One of the major sources of experimental data is in the “supplementary data” attached to publications in journals. Our CrystalEye repository exploits this by aggregating, and converting to CML , the supplementary data from journals which publish crystal structures.
The question then becomes how to add value to this data. One approach is by enhancing the searchability and discoverability of the data – a task for which RDF in general, and SPARQL in particular, is well-suited. We therefore, using our Golem ontology language and pyGolem toolkit (which enable the layering of richer semantics onto CML), extract metadata from CrystalEye as RDF, and use it to build new interfaces to the repository – thus making the data therein easier to find, analyse and reuse.

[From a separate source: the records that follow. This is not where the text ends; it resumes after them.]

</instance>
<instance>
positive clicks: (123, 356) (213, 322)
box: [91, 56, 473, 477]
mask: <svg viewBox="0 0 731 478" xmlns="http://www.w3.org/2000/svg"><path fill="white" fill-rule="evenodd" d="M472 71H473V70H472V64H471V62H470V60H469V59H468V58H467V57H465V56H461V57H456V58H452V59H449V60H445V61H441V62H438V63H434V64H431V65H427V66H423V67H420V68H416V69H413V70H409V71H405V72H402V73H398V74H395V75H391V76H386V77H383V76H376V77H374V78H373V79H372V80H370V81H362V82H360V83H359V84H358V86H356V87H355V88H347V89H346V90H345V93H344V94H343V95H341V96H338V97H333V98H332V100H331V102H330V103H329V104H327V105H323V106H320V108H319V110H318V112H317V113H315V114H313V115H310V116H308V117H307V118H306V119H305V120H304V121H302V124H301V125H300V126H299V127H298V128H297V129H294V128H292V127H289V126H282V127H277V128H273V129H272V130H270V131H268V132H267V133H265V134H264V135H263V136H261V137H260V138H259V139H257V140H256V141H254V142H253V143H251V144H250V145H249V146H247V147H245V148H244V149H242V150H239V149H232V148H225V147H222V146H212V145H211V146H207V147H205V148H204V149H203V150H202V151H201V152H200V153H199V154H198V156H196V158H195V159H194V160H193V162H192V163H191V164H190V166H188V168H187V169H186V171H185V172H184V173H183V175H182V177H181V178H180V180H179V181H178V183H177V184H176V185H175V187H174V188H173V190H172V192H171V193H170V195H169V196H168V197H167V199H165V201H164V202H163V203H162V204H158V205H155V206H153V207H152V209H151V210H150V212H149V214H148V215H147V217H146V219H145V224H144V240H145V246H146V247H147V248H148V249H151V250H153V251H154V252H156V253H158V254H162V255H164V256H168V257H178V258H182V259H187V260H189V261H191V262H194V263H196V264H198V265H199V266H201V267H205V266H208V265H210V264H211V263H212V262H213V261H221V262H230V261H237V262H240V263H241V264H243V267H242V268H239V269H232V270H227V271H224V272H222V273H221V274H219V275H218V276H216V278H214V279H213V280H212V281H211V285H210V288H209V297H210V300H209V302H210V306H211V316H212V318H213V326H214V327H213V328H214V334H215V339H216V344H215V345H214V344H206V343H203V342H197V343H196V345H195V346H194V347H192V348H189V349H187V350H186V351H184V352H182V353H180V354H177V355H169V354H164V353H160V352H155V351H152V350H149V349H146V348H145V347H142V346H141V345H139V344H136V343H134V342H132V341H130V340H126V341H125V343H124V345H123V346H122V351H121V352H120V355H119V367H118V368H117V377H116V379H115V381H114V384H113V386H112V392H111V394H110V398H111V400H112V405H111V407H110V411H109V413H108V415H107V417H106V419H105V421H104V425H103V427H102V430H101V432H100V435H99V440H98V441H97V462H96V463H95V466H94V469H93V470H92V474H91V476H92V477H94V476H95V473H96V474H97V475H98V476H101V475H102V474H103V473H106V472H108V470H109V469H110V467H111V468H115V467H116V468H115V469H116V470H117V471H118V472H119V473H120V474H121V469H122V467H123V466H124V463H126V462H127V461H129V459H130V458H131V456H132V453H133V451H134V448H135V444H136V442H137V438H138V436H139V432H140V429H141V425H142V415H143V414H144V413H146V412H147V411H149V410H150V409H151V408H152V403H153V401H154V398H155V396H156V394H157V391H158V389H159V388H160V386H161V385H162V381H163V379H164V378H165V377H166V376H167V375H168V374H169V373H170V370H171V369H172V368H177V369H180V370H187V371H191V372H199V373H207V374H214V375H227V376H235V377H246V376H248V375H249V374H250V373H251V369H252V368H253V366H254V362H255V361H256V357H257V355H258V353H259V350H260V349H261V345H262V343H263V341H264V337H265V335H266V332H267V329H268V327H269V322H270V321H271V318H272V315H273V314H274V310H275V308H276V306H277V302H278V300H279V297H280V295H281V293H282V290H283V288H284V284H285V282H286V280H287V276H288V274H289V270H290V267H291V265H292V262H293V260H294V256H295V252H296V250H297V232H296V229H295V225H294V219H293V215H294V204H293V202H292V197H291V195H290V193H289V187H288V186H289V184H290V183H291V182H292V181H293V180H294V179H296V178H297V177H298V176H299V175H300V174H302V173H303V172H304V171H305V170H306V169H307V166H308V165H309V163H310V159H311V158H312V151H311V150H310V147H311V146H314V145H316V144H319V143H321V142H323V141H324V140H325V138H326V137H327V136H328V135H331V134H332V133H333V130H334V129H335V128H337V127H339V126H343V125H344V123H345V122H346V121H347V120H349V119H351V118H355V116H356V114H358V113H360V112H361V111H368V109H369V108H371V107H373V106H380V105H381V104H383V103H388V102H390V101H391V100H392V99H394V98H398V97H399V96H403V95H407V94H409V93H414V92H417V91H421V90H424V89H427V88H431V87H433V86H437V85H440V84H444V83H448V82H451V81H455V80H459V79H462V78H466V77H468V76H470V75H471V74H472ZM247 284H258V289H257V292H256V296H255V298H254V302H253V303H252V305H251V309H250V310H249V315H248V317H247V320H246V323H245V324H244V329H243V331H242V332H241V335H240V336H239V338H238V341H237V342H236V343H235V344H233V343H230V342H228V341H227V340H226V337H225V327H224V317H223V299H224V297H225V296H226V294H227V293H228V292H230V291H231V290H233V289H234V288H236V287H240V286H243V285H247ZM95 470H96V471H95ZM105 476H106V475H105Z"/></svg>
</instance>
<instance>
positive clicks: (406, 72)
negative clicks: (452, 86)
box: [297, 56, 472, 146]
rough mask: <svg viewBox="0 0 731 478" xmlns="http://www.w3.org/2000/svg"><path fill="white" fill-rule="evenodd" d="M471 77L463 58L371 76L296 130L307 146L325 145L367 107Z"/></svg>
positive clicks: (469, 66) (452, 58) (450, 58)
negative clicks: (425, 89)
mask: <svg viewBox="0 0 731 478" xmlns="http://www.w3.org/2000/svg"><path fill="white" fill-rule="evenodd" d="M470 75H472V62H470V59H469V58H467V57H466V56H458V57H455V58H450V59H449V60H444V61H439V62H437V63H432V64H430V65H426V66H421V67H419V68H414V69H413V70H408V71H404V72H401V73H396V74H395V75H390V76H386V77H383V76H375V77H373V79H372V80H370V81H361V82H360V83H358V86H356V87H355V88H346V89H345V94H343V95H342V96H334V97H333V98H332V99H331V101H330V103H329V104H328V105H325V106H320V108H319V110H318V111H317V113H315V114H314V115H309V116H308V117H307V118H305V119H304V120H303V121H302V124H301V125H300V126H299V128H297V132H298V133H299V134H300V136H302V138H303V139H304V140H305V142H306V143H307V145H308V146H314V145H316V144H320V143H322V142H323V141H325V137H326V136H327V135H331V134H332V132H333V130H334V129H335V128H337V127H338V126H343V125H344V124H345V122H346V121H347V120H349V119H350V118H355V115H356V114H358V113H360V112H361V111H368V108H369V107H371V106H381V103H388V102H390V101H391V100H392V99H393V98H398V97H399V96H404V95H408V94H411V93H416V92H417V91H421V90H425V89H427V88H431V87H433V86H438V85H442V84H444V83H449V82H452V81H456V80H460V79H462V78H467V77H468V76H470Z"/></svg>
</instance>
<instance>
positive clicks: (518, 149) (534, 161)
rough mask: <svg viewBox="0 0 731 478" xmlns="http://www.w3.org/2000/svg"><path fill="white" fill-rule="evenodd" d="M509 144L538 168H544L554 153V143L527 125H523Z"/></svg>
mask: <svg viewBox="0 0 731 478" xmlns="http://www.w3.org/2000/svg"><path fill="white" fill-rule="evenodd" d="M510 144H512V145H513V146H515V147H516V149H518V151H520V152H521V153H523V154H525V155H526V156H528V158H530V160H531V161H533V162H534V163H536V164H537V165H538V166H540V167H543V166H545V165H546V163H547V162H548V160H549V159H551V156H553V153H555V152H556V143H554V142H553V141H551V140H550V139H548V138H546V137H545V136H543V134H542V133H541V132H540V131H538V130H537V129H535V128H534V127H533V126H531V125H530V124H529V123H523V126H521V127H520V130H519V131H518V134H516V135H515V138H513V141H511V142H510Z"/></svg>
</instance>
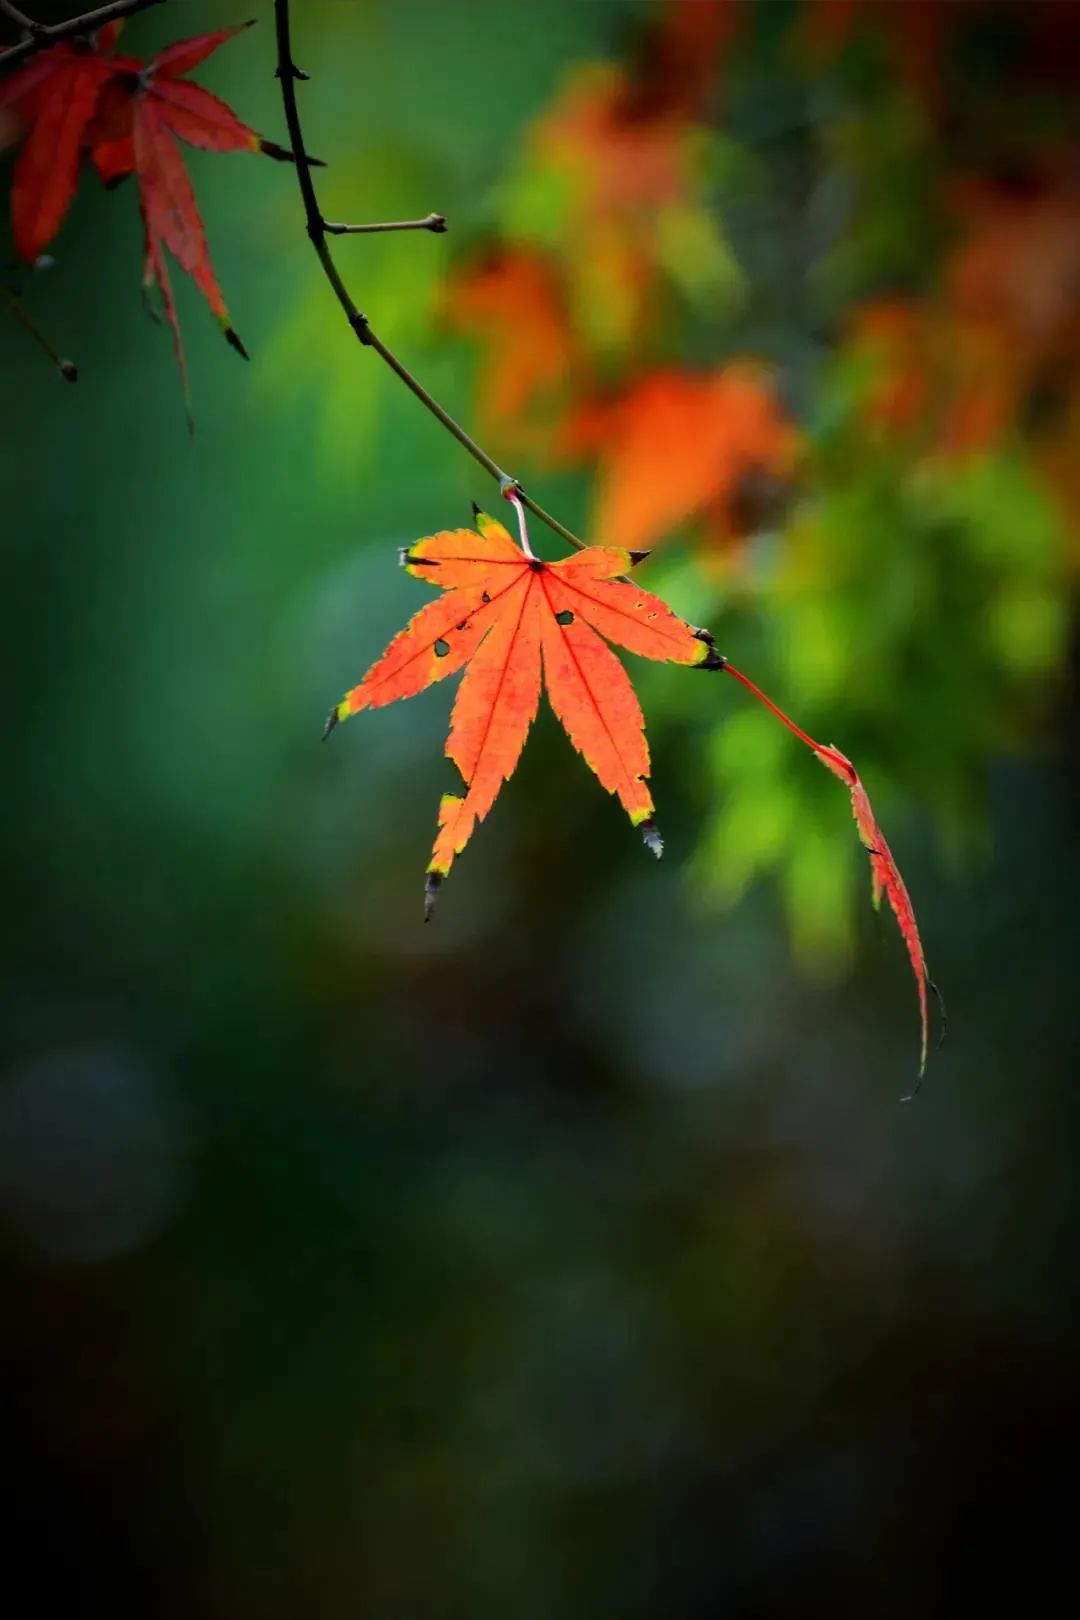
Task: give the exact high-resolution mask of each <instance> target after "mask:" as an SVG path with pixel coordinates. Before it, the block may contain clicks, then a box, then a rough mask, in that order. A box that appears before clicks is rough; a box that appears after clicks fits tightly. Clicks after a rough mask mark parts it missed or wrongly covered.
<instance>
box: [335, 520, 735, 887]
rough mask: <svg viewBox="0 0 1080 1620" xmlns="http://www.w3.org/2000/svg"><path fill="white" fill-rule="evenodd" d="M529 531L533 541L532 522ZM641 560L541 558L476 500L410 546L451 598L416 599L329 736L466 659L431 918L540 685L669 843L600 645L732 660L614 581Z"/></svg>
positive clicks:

I’ll chuck the slides and transcript up here once I’ve given the talk.
The other’s interesting, very interesting. A bit scary, too. And I’ve not really got any idea what I’m going to talk about there. I have a few ideas, but…
It’s got me thinking, though. What to talk about? My work’s not the most accessible thing in the world, after all; I’m not Peter Wothers (watch those videos; they’re great if you’re a repressed pyromaniac like us lot). Same here, really; when I sit down to write here, I’m reckoning chemists probably don’t want to read semantic web/Internet stuff, and the Web folks won’t be so into the science.